US presidential hopefuls have lined up to slam drug giant Pfizer's planned move to become tax resident in Ireland.
Democrats heaped the most criticism on the New York-based drugmaker, with Hillary Clinton accusing Pfizer of using legal loopholes to avoid its "fair share" of taxes in a deal that she said "will leave US taxpayers holding the bag."
Pfizer will shift its global headquarters to Ireland, for tax purposes, following a deal to merge with smaller Dublin-based rival Allergan in a transaction that is expected to close next year.
US politicians have condemned the deal, which means Pfizer's global profits will potentially be liable for tax at Ireland's 12.5pc rate (see box) instead of the 35pc levied in the US.
The White House declined to comment on Pfizer's deal, but a spokesman for US President Barak Obama said Congress should take action to prevent more such transactions.
Ms Clinton, front-runner for the Democratic presidential nomination in the November 2016 election, said she will propose steps to prevent more inversions, but she did not provide details.
"We cannot delay in cracking down on inversions that erode our tax base," said the ex-US secretary of state and former New York senator in a statement. Republican front-runner Donald Trump, who has called for a corporate tax overhaul, called the deal "disgusting" in a statement, saying "our politicians should be ashamed".
Pfizer is doing the largest so called tax inversion deal of all time. In a $160bn transaction, it plans to move its tax address from the United States to Ireland, if only on paper, by buying and merging into Allergan, a smaller, Irish-based competitor.

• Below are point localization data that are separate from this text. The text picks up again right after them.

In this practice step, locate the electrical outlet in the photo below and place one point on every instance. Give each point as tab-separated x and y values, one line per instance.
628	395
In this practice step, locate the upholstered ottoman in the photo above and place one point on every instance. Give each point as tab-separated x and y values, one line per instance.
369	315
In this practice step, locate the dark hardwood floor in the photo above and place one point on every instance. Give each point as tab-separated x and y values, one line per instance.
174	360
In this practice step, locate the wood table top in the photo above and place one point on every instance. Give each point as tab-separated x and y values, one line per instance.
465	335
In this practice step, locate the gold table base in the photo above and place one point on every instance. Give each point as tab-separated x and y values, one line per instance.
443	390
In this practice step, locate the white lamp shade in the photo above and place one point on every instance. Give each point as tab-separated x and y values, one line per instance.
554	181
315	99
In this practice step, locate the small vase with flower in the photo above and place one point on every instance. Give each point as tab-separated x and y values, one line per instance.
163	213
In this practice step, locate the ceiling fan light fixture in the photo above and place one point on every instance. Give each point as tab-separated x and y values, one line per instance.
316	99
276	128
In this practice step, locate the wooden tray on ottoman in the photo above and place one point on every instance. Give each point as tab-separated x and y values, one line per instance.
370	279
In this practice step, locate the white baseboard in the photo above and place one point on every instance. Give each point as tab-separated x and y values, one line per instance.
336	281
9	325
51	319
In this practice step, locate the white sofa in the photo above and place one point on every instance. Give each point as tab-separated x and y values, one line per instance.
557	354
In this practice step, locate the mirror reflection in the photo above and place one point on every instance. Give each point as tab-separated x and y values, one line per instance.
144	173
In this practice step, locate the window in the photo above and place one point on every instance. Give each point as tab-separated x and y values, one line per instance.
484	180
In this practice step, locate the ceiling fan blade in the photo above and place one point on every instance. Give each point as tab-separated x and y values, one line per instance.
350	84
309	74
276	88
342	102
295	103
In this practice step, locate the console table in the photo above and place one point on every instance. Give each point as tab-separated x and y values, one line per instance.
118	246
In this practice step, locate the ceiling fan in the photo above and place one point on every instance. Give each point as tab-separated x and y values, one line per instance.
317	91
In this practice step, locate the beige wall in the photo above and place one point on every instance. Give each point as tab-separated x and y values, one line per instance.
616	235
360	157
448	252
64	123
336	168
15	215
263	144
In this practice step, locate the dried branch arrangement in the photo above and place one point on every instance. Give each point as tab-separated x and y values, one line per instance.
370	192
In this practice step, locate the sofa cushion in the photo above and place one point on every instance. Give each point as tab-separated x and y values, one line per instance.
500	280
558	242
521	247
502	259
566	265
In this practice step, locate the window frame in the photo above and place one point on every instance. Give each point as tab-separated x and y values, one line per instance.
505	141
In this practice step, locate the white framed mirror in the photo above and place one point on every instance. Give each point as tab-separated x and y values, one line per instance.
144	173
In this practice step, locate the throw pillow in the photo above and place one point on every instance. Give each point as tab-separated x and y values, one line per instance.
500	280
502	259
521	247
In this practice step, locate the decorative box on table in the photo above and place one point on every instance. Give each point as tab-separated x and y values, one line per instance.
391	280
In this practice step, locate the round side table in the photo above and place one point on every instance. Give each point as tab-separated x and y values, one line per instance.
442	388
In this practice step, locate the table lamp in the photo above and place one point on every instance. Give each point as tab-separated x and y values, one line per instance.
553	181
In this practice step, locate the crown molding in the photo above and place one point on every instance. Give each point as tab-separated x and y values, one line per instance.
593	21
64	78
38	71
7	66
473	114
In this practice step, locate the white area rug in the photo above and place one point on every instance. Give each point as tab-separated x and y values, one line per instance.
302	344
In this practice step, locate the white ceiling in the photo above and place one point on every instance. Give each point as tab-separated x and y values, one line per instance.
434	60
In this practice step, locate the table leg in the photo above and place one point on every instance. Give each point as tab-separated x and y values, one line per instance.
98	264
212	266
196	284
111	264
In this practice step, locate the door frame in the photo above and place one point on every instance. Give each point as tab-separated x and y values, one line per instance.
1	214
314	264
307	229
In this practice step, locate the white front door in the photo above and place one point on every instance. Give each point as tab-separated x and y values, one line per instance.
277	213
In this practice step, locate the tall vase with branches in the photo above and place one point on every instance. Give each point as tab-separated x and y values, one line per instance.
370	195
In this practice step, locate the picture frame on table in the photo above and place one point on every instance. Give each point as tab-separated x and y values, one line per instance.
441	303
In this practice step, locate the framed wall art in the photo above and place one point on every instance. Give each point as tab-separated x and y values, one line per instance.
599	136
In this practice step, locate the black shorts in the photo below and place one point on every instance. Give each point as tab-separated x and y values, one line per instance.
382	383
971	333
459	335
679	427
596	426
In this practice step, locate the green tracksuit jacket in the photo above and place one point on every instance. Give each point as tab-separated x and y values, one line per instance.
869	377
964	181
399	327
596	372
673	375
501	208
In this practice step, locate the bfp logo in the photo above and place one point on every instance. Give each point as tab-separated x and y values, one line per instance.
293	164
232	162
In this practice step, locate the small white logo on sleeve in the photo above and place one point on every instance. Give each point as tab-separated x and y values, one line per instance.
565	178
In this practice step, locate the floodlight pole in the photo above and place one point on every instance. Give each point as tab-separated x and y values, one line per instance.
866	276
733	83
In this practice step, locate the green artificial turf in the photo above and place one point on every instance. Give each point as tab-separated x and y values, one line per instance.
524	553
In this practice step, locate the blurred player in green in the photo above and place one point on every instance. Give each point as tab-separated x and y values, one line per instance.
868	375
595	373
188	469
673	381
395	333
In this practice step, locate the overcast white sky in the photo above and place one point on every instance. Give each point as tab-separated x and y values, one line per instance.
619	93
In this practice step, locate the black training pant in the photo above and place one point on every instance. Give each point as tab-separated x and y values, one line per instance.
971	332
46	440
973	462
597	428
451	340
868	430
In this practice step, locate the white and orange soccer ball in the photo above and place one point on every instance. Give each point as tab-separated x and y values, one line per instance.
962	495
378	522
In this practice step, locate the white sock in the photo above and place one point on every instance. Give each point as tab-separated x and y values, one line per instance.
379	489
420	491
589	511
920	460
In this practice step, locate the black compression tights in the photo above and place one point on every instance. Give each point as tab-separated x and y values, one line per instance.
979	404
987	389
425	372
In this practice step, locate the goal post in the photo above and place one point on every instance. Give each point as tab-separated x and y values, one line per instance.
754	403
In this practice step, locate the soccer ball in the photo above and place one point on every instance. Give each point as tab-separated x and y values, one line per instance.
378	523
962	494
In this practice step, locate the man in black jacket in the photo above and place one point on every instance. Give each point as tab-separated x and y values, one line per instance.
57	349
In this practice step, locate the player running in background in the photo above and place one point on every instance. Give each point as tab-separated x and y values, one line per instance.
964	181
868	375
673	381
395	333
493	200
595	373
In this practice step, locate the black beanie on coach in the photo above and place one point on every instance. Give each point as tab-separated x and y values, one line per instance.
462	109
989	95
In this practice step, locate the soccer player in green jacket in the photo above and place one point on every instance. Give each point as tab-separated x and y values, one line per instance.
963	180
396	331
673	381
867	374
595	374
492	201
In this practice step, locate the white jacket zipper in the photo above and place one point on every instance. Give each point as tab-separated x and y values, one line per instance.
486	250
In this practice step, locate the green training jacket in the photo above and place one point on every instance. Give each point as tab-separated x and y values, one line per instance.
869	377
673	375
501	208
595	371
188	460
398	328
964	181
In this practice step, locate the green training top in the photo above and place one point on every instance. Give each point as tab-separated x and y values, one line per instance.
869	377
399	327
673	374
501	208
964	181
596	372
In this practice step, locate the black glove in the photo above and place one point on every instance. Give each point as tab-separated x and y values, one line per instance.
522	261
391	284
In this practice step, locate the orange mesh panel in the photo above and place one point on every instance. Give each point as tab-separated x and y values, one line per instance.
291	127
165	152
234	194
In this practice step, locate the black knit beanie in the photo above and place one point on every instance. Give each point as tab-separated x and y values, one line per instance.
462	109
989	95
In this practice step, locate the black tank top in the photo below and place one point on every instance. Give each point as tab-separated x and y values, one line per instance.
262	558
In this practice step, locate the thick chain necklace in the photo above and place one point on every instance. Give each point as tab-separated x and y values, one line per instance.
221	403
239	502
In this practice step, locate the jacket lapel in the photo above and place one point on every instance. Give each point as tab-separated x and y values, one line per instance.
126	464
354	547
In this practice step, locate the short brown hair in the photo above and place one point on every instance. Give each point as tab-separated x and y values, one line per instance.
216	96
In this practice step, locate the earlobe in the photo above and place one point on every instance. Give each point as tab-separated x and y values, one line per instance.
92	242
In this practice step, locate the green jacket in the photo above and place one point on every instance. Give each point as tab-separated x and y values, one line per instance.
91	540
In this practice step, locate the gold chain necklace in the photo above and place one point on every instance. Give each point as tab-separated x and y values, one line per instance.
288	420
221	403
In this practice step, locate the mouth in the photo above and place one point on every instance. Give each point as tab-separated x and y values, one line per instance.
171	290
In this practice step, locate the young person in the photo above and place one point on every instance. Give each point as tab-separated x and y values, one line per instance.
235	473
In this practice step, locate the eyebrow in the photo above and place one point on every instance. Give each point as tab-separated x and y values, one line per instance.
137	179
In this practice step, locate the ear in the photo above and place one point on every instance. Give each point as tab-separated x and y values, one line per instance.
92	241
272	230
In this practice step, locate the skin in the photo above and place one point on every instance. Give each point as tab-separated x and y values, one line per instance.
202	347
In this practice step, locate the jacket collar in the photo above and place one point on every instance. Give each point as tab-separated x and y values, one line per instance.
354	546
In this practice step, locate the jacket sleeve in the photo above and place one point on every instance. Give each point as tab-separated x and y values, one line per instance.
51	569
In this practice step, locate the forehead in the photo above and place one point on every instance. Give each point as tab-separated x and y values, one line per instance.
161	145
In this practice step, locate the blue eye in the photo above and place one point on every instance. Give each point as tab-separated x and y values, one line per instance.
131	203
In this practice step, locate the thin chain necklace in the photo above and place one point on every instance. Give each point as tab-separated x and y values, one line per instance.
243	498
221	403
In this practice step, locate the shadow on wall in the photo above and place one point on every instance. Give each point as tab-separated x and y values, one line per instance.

The combined company will be called Pfizer and will be run by Pfizer's chief executive, with executive management staying in New York and extensive operations across the United States, but it will no longer be taxed as a US company.
More than 50 similar deals have been done over three decades by well-known companies such as Medtronic, Fruit of the Loom and Ingersoll-Rand.
Congressional researchers have estimated inversions, left unchecked, will cost the US Treasury nearly $20bn in the next 10 years.